Suriye ve Pakistan uyruklu bazı sığınmacıların yaptıkları rezillikler son günlerde, medya köşelerinden ve sosyal medyadan eksik olmuyor. Kimileri genç kızların uygunsuz görüntülerini çekerek, orada – burada yayınlıyor. Kimisi çeteler kurarak ortalığı savaş alanına çeviriyor. Kimi de sandalyesiyle cadde ortasına oturarak koyarak “ buranın kralı benim, erkekseniz gelin” diyerek meydan okuyor, terör estiriyor… Tabii, meydanı boş bulunca böyle oluyor… .

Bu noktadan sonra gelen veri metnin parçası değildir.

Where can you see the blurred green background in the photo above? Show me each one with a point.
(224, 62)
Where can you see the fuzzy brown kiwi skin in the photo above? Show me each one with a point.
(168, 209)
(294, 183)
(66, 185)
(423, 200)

İşin garip tarafı sokak ortasında sandalyeye oturarak kabadayılık yapan Suriyeli “yavşağın” görüntü ve fotoğraflarına bakınca ne görüyorsunuz! Bir polis arkasında “ heykel” gibi durmuş onu izliyor. Ya kardeşim senin polisliğin Türklere mi söküyor ?. Polis memuru bakıp duruyor…. Ne bekliyor bilinmez.. Bir acayip ülke olduk, vallahi. Gerçi bilahare enterne ediliyor şahıs, ama şu ortama bakar mısınız!. Suriyeli’ye dokunmak yasak mı?.
İktidardan bir Allah’ın kulu da çıkıp bunları ciddi şekilde eleştirmiyor.. İlgisizlik almış başını gidiyor… Oldu olacak, hemen bu tarz kişileri vatandaş yapın… Öncelik tanıyın… . İstanbul’un bir ilçesinin Nüfus Müdürlüğü’nde işlem yapan her 9 kişiden 6’sının nasıl yabancı uyruklu olduğunu, şimdi anlıyor musunuz?…. Bunu izah eden yok…
Artık zincir marketler de Türkçe yerine Arapça ilanlar veriyor. Türkler’in alamadığı evleri parası olan Araplar alınca, emlak fiyatlarının tırmanışı da durdurulamıyor…. Kiralar o nedenle aldı başını gidiyor. Neymiş, Türkler ağır işlerde çalışmıyormuş, işi onlar olmazsa olmaza getiriyorlar… Şaka gibi, insan şaşırmaktan başka ne yapabilir ki.. Ülkesine ihanet ederek, savaştan kaçan, vatan toprağını terk edenden ne hayır gelir! Türkiye yabancılara cennet, cennet…
İngilizler, ülkelerine gelen kaçak yabancıları binlerce kilometre uzaktaki Ruanda’ya sürerken ; Bizde, “Yeter ki Türk olma da, kim olursan ol”, gel mi deniliyor? Anlamakta güçlük çekiyorum. Biz gençliğimizi bu ülkenin bölünmez bütünlüğü için feda eden bir nesiliz. Kızıl kurşunlarla toprağın kara bağrına düşen bir nesiliz. Dar ağaçlarında emperyalizmin uşakları tarafından katledilen bir nesiliz. Ülkemin geldiği şu hale bakın! Kimler sorumlu ise, kimler destek veriyor ise Allah belalarını versin…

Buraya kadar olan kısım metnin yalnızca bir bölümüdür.